The proposed United Airlines-US Airways merger would likely be detrimental to far more of America’s flying public than it would benefit, a congressional investigation released today concluded.
The General Accounting Office study also found the $4.3 billion deal, which would allow United, already the world’s largest carrier, to dwarf by far its next-largest competitor, would touch off other airline mergers. That has been a major worry of both congressional critics and federal regulators still considering the proposed pairing.
“If this merger goes forward, customers will have little choice, few options, higher fares and reduced service,” said Rep. Jim Oberstar, D-Minn., ranking member of the House Transportation Committee, who requested the report from Congress’ investigative arm.
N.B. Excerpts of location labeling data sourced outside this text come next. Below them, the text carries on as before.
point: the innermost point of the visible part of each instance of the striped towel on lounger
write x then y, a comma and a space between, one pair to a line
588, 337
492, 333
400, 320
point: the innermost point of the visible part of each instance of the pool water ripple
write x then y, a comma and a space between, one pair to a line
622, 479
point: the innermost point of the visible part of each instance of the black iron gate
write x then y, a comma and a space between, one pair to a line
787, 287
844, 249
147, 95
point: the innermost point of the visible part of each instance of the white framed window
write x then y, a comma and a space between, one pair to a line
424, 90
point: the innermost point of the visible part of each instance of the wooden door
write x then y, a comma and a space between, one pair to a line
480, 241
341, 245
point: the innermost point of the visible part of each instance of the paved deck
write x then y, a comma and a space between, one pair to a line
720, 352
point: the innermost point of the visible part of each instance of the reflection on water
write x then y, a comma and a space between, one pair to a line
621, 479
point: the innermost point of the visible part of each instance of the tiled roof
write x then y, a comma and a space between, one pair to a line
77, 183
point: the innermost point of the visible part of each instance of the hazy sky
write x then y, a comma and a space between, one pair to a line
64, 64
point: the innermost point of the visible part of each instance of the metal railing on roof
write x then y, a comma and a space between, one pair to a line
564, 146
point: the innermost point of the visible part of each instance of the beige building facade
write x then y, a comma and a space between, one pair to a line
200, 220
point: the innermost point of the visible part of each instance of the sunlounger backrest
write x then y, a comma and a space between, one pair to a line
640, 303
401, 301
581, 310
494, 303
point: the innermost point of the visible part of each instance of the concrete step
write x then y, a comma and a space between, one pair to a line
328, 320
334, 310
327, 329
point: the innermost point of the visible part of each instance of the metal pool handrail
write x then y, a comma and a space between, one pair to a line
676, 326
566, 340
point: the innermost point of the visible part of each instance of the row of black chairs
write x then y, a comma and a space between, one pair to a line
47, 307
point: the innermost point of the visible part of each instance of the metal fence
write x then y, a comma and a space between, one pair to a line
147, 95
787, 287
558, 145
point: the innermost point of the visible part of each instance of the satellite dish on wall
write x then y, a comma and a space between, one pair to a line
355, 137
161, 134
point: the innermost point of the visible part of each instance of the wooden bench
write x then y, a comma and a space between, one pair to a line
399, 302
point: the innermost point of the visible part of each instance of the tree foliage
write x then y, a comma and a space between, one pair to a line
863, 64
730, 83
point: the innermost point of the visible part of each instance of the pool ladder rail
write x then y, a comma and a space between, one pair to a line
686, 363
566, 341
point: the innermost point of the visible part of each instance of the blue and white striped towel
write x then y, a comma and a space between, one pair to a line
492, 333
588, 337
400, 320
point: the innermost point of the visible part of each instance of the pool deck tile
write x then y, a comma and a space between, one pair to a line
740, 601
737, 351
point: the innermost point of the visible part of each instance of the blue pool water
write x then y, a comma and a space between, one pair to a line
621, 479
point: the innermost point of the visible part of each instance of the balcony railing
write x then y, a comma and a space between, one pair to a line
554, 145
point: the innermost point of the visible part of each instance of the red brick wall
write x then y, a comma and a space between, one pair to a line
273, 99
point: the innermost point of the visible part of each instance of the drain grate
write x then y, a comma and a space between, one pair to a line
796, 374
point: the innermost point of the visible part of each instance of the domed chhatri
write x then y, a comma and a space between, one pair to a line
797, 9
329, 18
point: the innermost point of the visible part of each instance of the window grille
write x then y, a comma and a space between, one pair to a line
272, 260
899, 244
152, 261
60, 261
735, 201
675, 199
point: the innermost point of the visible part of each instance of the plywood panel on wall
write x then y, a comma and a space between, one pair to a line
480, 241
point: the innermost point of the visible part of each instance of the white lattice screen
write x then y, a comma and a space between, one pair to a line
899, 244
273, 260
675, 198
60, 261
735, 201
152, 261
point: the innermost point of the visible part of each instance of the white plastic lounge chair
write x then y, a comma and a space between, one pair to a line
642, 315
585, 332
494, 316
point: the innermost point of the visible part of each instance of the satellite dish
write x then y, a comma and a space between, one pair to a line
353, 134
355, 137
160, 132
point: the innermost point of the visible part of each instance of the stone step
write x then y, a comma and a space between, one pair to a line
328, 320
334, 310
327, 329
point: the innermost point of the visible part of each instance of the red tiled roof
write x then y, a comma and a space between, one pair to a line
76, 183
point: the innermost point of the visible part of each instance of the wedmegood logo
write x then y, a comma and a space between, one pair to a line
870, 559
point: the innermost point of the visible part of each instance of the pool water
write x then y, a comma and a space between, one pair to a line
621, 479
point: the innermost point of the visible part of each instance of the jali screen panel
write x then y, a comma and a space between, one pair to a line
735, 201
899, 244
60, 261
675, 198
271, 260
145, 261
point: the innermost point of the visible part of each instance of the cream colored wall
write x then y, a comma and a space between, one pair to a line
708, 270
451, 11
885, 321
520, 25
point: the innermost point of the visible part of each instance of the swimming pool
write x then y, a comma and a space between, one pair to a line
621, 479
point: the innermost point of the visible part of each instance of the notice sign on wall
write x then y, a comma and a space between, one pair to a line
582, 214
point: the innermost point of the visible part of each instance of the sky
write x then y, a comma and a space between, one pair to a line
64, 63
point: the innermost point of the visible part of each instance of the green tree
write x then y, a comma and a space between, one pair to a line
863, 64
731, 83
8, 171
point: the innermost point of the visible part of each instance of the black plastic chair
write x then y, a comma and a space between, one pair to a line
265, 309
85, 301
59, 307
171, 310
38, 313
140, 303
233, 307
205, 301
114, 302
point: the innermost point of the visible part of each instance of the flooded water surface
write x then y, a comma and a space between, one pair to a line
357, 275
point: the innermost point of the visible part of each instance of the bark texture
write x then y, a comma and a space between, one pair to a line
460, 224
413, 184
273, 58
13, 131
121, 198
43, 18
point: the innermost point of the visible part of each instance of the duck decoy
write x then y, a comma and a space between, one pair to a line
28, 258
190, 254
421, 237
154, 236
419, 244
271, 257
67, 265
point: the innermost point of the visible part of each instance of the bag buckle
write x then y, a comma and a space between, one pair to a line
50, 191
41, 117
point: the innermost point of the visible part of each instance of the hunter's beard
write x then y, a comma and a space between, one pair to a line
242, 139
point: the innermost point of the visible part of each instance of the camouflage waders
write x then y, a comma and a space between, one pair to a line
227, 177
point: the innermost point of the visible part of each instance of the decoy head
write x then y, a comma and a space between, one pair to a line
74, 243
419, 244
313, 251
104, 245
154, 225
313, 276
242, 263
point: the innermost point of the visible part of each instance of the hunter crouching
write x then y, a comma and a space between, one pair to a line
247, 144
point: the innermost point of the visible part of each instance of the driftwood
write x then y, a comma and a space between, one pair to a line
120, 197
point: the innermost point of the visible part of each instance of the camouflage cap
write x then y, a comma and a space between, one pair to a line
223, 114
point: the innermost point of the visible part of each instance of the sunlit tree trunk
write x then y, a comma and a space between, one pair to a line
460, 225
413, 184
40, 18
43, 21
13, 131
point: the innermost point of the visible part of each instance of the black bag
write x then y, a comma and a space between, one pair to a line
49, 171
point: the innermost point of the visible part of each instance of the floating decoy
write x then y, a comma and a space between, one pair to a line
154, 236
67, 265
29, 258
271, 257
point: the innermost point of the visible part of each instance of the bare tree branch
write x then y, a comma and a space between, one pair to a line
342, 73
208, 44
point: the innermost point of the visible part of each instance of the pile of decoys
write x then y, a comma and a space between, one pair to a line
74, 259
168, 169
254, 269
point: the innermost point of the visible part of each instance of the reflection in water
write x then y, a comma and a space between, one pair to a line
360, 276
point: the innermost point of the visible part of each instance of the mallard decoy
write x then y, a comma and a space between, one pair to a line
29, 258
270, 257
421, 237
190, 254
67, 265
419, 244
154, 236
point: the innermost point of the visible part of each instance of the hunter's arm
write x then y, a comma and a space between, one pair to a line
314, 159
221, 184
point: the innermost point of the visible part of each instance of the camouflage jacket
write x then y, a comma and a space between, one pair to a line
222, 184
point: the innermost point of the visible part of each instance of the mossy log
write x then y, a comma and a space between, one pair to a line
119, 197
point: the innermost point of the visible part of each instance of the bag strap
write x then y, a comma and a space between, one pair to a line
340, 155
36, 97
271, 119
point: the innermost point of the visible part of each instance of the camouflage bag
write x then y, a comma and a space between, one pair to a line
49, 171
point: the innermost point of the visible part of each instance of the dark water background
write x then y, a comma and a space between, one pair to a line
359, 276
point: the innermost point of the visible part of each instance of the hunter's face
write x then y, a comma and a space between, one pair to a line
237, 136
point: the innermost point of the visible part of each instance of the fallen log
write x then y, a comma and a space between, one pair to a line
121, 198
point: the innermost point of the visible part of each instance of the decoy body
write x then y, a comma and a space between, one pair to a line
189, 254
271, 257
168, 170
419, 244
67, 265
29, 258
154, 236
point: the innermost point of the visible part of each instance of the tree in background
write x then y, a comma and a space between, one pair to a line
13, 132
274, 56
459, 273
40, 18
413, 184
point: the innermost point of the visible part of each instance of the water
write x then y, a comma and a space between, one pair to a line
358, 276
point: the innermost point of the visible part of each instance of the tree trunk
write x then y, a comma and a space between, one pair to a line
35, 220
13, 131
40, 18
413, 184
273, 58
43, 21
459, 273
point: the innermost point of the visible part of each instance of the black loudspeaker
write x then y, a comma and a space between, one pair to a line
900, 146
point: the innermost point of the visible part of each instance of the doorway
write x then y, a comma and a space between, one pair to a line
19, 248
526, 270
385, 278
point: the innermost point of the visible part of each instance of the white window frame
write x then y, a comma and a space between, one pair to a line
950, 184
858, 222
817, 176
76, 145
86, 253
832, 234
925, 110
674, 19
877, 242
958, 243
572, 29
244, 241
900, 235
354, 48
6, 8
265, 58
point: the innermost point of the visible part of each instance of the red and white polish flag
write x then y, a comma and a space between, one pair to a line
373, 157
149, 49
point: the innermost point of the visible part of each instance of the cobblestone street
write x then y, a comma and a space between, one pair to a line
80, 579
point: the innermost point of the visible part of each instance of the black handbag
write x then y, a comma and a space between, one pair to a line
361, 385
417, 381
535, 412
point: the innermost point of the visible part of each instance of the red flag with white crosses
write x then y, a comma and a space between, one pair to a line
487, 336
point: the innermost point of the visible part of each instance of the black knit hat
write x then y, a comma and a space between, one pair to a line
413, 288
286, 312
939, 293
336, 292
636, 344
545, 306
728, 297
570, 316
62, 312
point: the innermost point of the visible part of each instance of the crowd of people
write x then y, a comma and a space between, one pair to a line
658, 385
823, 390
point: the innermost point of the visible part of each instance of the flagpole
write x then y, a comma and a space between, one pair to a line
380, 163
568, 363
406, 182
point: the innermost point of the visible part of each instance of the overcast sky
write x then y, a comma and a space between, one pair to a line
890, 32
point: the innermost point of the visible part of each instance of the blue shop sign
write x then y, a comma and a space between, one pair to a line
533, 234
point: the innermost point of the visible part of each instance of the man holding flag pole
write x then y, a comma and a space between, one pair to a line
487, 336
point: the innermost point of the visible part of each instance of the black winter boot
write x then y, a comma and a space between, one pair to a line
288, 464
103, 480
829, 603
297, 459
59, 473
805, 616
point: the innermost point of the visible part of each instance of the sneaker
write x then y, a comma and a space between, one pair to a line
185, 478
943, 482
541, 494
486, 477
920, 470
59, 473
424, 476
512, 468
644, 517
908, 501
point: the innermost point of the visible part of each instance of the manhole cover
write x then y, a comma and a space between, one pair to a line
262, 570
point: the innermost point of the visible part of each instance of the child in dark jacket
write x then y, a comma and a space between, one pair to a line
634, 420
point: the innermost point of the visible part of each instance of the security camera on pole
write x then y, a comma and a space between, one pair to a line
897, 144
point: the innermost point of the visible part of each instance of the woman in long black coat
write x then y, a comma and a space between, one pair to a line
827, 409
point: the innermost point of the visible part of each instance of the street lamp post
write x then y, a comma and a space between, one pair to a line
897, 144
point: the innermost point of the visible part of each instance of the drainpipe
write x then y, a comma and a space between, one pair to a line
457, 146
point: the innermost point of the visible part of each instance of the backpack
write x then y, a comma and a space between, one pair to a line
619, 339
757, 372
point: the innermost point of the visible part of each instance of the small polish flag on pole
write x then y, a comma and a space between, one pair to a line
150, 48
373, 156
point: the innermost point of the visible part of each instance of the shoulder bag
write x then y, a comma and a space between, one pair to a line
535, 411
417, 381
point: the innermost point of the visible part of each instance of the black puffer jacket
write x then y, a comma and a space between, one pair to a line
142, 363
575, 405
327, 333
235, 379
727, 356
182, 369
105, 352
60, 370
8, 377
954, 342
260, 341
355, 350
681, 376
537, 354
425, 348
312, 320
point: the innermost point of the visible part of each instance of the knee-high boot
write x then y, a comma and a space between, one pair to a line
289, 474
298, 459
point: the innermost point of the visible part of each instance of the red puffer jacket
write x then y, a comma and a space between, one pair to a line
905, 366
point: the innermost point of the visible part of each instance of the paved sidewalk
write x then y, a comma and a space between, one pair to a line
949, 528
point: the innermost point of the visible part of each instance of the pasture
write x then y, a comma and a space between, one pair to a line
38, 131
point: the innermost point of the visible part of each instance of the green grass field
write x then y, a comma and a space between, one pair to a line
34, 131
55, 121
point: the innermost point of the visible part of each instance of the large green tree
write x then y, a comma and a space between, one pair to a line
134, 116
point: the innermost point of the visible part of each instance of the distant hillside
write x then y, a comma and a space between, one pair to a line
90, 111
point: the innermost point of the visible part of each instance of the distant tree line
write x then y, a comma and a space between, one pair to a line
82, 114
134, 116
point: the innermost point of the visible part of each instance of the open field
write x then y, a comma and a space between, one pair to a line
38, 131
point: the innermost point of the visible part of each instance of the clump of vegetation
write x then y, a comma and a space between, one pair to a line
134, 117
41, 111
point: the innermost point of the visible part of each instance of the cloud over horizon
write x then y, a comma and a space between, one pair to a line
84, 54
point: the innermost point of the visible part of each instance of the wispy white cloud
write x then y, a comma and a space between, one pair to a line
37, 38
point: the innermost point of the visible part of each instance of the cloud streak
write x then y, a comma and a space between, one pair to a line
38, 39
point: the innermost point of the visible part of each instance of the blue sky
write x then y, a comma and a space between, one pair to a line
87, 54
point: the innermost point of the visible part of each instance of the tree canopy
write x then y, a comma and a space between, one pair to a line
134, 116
The GAO investigation found the merger of the nation’s largest and sixth-largest airlines, first announced seven months ago, would have a far larger impact than Northwest Airlines’ proposal to acquire a controlling stake in Continental Airlines. Northwest agreed to sharply diminish the deal in an out-of-court settlement after the Justice Department challenged it in court.
The United-US Airways combination would control more than 25 percent of the U.S. market and take in close to $9 billion more in revenue than the next-largest carrier, the report concluded.
“The merger of United and US Airways as proposed, even with the divestiture of selected assets to the new DC Air, would create an airline so large and with dominance in so many markets that, according to airline observers, it would spur further industry consolidation,” the GAO said.
‘Pro-Competitive,’ Says Airline
United spokesman Andy Plews said the airlines disagree with the GAO’s conclusions.
“The facts are, from our perspective, the merger is pro-competitive,” Plews said. He cited planned new routes and increased access for small markets.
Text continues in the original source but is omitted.